Category Examples Description
Basic basic_transcription, cli_usage Getting started
Benchmark benchmark_pipeline, benchmark_tui Performance measurement
Debug debug_decoder, debug_encoder_output Model debugging
Comparison compare_hf_outputs, format_comparison Validation against reference
Pipeline pipeline_tui, pipeline_falsification Full pipeline analysis

Development

Project Structure

whisper.apr/
├── src/
│   ├── lib.rs              # Library entry point
│   ├── audio/              # Audio processing
│   │   ├── mel.rs          # Mel spectrogram
│   │   ├── resampler.rs    # Audio resampling
│   │   ├── batch.rs        # Batch preprocessing
│   │   └── streaming.rs    # Streaming processor
│   ├── model/              # Neural network
│   │   ├── encoder.rs      # Transformer encoder
│   │   ├── decoder.rs      # Transformer decoder
│   │   ├── attention.rs    # Multi-head attention
│   │   └── quantized.rs    # Quantization support
│   ├── tokenizer/          # BPE tokenizer
│   ├── inference/          # Decoding strategies
│   ├── format/             # .apr format
│   └── wasm/               # WASM bindings
├── demos/                  # Demo applications
├── benches/                # Criterion benchmarks
├── tests/                  # Integration tests
└── docs/                   # Documentation

Make Commands

make build      # Build release
make wasm       # Build WASM package
make test       # Run all tests
make bench      # Run benchmarks
make lint       # Clippy + fmt check
make coverage   # Generate coverage report
make docs       # Build documentation

Testing

# Unit tests
cargo test --lib

# Integration tests
cargo test --test integration

# Property tests
cargo test --test property_tests

# WASM tests (requires wasm-pack)
wasm-pack test --headless --chrome

Quality Metrics

whisper.apr follows EXTREME TDD methodology with comprehensive quality gates.
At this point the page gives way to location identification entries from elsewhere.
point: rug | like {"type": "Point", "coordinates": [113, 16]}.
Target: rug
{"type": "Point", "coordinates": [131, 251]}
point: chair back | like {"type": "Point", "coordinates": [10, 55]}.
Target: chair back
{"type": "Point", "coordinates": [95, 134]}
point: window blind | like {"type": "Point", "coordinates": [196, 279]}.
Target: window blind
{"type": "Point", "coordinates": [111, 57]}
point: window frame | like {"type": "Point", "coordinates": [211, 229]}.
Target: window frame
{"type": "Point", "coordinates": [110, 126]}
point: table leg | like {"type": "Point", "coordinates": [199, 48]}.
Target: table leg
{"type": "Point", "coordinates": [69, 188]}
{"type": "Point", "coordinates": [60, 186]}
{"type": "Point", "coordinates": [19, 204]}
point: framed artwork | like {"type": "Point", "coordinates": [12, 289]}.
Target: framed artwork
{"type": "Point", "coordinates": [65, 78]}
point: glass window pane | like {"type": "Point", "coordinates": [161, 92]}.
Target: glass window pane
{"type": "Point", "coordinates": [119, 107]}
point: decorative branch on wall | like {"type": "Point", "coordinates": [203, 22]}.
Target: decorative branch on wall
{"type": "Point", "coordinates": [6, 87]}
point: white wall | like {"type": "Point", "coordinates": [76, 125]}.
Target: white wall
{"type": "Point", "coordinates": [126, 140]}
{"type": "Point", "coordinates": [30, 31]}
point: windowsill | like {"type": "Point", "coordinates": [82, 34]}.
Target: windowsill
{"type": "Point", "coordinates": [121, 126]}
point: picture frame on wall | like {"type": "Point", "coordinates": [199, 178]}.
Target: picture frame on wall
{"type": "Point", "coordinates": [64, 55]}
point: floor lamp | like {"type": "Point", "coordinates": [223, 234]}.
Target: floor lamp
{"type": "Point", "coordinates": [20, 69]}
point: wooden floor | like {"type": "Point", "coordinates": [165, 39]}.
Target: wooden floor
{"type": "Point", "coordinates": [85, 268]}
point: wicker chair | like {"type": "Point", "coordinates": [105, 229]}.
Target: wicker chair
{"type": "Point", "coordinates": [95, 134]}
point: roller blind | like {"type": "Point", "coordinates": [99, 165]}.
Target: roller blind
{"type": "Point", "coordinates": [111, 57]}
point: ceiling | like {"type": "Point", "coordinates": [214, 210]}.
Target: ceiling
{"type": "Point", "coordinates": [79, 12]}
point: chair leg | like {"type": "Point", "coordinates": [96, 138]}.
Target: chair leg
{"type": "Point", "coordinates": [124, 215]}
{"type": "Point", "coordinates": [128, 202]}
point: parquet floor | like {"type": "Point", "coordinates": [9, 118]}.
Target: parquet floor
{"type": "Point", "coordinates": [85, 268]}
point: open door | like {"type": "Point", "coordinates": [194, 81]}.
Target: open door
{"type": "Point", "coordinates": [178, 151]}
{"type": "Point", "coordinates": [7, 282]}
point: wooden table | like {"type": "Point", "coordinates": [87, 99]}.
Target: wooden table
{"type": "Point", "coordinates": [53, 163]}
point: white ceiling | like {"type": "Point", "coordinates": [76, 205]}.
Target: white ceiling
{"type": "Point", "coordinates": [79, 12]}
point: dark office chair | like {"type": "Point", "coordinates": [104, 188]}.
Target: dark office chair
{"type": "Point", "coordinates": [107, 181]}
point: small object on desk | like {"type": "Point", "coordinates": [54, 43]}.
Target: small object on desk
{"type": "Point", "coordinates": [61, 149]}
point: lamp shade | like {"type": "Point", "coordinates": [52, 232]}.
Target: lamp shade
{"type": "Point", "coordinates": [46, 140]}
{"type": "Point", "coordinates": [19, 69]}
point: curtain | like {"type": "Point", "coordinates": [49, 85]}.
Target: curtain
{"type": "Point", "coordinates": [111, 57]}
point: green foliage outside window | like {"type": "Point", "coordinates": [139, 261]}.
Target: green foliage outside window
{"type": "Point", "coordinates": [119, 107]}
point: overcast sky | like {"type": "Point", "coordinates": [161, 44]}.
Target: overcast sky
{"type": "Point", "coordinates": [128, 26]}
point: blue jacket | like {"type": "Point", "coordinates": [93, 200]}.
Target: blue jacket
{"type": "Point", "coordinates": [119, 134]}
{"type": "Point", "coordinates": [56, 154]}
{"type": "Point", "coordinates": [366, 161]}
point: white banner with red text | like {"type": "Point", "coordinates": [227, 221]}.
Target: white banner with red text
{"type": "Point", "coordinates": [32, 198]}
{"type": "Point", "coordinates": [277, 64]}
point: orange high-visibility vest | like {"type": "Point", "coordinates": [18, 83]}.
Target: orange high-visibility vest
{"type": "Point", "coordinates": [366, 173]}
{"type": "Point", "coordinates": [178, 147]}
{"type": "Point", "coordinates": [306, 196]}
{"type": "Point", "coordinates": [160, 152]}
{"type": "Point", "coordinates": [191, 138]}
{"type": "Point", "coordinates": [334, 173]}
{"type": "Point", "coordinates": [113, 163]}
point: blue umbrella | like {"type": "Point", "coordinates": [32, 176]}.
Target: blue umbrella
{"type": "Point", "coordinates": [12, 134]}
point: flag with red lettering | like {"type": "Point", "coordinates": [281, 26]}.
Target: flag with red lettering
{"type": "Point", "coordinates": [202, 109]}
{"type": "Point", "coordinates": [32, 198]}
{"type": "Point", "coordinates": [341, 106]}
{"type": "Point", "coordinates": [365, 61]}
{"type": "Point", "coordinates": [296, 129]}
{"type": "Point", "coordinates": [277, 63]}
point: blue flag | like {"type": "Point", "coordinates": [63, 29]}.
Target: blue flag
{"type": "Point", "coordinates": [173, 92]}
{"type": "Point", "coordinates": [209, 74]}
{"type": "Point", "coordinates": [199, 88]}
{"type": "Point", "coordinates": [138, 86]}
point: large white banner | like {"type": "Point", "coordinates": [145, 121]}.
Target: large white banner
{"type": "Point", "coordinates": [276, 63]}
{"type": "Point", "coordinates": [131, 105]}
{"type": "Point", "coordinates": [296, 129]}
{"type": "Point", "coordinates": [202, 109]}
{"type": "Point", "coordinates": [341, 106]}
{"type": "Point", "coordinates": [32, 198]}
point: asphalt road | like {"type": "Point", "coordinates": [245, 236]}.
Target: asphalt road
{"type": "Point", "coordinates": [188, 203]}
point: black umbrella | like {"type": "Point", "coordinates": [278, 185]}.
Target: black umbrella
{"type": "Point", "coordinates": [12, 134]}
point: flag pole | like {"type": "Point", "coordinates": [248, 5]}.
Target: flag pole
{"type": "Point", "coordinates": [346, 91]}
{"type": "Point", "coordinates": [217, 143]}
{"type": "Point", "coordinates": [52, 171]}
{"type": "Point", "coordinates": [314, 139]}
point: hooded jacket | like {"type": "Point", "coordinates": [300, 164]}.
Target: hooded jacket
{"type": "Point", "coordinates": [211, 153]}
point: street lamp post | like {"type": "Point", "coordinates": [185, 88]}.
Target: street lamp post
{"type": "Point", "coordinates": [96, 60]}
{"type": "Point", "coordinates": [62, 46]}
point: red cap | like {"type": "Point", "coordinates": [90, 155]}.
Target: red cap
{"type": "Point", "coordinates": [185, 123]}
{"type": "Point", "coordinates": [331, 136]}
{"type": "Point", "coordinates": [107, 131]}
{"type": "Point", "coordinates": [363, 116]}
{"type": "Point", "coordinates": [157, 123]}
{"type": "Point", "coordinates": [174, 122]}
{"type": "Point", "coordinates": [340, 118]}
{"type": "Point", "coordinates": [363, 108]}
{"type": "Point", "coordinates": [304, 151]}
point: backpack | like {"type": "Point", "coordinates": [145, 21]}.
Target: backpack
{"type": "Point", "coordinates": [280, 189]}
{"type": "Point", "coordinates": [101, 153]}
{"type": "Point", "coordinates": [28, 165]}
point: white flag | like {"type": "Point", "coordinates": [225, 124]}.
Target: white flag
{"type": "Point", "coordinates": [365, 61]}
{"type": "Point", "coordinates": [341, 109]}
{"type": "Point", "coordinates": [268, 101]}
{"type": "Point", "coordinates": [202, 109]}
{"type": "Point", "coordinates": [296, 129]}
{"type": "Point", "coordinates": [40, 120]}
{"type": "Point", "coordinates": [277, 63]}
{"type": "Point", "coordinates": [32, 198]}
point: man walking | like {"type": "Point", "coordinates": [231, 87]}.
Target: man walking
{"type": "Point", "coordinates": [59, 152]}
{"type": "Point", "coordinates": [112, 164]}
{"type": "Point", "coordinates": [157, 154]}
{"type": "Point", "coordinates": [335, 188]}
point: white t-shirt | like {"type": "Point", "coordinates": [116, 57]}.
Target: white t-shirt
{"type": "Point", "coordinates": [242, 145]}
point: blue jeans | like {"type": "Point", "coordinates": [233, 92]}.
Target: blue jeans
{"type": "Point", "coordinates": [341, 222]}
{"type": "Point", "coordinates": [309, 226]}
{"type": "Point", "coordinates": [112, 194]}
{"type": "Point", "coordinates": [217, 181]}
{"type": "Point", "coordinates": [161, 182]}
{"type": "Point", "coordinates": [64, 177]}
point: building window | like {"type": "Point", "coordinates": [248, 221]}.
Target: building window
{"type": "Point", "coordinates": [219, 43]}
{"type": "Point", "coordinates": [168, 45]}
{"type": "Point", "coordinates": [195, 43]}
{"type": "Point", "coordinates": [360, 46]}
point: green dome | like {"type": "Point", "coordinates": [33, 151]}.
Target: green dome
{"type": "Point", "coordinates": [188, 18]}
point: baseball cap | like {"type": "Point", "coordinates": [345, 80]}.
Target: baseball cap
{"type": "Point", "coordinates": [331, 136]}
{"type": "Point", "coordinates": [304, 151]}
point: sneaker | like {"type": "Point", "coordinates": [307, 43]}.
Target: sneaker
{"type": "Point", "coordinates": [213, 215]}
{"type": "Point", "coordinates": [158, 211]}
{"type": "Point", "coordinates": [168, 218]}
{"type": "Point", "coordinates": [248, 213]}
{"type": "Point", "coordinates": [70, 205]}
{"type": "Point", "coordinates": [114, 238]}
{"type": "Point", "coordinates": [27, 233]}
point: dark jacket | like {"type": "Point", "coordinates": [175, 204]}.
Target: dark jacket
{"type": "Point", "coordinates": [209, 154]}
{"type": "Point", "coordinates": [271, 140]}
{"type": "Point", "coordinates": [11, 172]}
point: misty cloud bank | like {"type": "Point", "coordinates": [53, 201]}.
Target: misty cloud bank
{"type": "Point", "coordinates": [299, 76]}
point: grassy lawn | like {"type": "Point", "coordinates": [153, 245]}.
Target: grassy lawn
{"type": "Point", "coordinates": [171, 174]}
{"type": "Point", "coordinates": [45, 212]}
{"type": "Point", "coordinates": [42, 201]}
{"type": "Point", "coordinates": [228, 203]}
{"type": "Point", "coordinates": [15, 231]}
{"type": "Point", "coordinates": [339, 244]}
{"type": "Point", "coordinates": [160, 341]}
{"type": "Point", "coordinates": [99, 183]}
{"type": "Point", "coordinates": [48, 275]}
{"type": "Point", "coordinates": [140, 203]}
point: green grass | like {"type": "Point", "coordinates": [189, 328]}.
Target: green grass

PMAT-Verified Scores (via pmat tooling)

Metric Score Grade
Rust Project Score 156/159 A+ (98.1%)
TDG (Technical Debt Grade) 90.9/100 A
Repository Health 81.5/100 B+
Maintainability Index 70.0
Median Cyclomatic Complexity 2.00

Codebase Statistics

Metric Value
Test Count 2,273
Total Functions 933
Source LOC ~145,000
Examples 103

Quality Gate Configuration

# From .pmat-metrics.toml
[quality_gates]
min_coverage_pct = 95.0           # Target
min_mutation_score_pct = 85.0     # Target
max_cyclomatic_complexity = 10    # Per function
min_tdg_grade = "A+"              # Target
max_unwrap_calls = 0              # Zero tolerance

[performance]
max_rtf_tiny = 2.0                # ≤2.0x real-time
max_rtf_base = 2.5                # ≤2.5x real-time
max_memory_tiny_mb = 150          # Peak memory
max_memory_base_mb = 350          # Peak memory

Toyota Way Principles

  • Jidoka: Automatic quality gates prevent defects
  • Kaizen: Continuous improvement through iteration
  • Genchi Genbutsu: Tests verify actual behavior, not assumptions

Contributing

Contributions are welcome! Please follow these guidelines:

Development Workflow

  1. Fork the repository
  2. Create a feature branch from master
  3. Make your changes
  4. Run quality gates: make lint && make test && make coverage
  5. Ensure coverage remains above 95%
  6. Submit a pull request

Code Standards

  • All code must pass cargo clippy -- -D warnings
  • Format with cargo fmt
  • No unwrap() calls - use Result types
  • Zero TODO/FIXME/HACK comments - create tickets instead
  • Document all public APIs

Testing Requirements

# Run all quality gates
make test          # All tests
make coverage      # Must be >= 95%
pmat quality-gate  # Must pass

Commit Messages

Follow conventional commits format:

  • feat(module): add new feature
  • fix(module): fix bug
  • refactor(module): improve code
  • docs(module): update documentation

Roadmap

v0.2.0 (Current Release)

  • Full Whisper architecture (encoder-decoder transformer)
  • Int4/Int8 quantization with .apr format
  • WASM SIMD acceleration
  • Streaming transcription
  • 99 language support with auto-detection
  • Greedy and beam search decoding
  • GPU-resident tensor architecture via trueno-gpu
  • CUDA acceleration with 5.8x speedup
  • 2,273+ tests, TDG A grade (90.9/100)

v0.3.0 (Planned)

  • WebGPU acceleration
  • Turbo model support
  • Word-level timestamps
  • Voice activity detection

License

Licensed under the MIT License. See LICENSE for details.